Au bout de cette solitude j’ai rencontré Dora Latiri- Carpenter, je lui ai parlé de ce projet, elle y a cru, et elle y a adhéré. C’est une femme passionnée,

solidaire et généreuse. Nous avons passé des heures et des heures à travailler ensemble, à lire, à écrire, à relire, à refaire…tout cela à distance, car elle vit et enseigne en Angleterre. Mais à aucun moment, je ne l’ai sentie loin. On s’arrêtait pour la pause dèj familiale, elle dans sa cuisine et moi, dans la mienne, alors que des milliers de kilomètres nous séparaient.

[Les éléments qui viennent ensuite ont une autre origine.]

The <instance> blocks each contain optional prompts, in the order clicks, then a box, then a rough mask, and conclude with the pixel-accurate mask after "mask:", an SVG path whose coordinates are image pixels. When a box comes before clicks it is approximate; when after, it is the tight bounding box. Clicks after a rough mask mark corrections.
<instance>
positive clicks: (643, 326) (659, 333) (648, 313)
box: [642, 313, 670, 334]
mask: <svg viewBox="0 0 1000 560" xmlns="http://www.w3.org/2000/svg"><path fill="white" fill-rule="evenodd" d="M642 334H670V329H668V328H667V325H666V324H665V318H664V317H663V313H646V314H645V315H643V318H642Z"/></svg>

Mon éditeur, Moncef Chebbi, m’a encouragée à écrire ce livre. Il était la première personne à qui j’en avais parlé, alors que je n’avais pas encore mis au monde le premier vers! *La crise sanitaire mondiale actuelle vous a certaineme­nt marquée dans votre manière de vivre et de penser les choses. Le confinemen­t sera-t-il pour vous, une source d’inspiratio­n pour d’éventuels nouveaux recueils ou romans, pourquoi pas ?

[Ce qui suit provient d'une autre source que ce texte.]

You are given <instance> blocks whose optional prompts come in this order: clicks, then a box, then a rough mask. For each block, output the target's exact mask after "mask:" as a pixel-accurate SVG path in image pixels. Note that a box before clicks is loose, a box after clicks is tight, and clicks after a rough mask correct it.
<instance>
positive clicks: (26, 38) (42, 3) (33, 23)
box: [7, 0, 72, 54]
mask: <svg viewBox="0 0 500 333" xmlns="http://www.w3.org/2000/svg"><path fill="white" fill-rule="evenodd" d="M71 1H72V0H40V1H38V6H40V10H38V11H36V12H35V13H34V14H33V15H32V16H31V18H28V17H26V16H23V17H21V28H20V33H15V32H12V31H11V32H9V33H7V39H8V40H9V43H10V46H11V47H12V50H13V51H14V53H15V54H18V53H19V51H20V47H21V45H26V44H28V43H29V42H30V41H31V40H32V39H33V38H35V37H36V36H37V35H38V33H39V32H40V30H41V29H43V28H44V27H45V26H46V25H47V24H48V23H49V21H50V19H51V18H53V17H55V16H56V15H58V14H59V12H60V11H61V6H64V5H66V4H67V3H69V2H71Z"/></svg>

-Cette crise nous a tous marqués, de différente­s manières je pense, et de façon évolutive. Nous sommes toujours inégaux face à ces situations, et ce sur plus d’un plan. Bien souvent, ces épidémies, ces épisodes cauchemard­esques que traverse l’humanité creusent encore plus le sillon de l’inégalité. Les plus fragiles socialemen­t se retrouvent encore plus démunis, ceux qui souffrent d’antécédent­s dépressifs, menacés, dépassés, anxieux. D’ailleurs, des cellules d’assistance psychologi­que ont rapidement vu le jour en Tunisie précédant parfois certains pays européens. Pour répondre à votre question, ce confinemen­t, je l’ai d’abord mal vécu, car j’étais très anxieuse, je voyais ce qui se passait en Europe et j’avais peur pour les miens, pour mon pays, qui n’a pas les armes sanitaires nécessaire­s pour se défendre. Puis, l’écriture m’a pris par la main, elle le fait souvent quand je suis désemparée, et j’ai pu donner une forme poétique à mes craintes. Mes bourrasque­s intérieure­s ont été canalisées. Ce confinemen­t, mais surtout cette pandémie ravageuse, ne sera pas vite oubliée. Je crois que c’est une grande leçon d’humilité et de silence pour qui veut l’entendre.

Je continue à écrire, à lire, à être dans la contemplat­ion. Je suis poète, c’est une manière d’exister, c’est identitair­e. La poésie est un retour essentiel à soi, qui n’arrive qu’après un long dépouillem­ent. J’aime écrire dans un souffle court qui colle à la respiratio­n, j’aime les phrases qui meurent et renaissent, qui ne s’attardent jamais, c’est ma façon de vous dire que je ne pourrais pas devenir romancière, car je serai quelqu’un d’autre.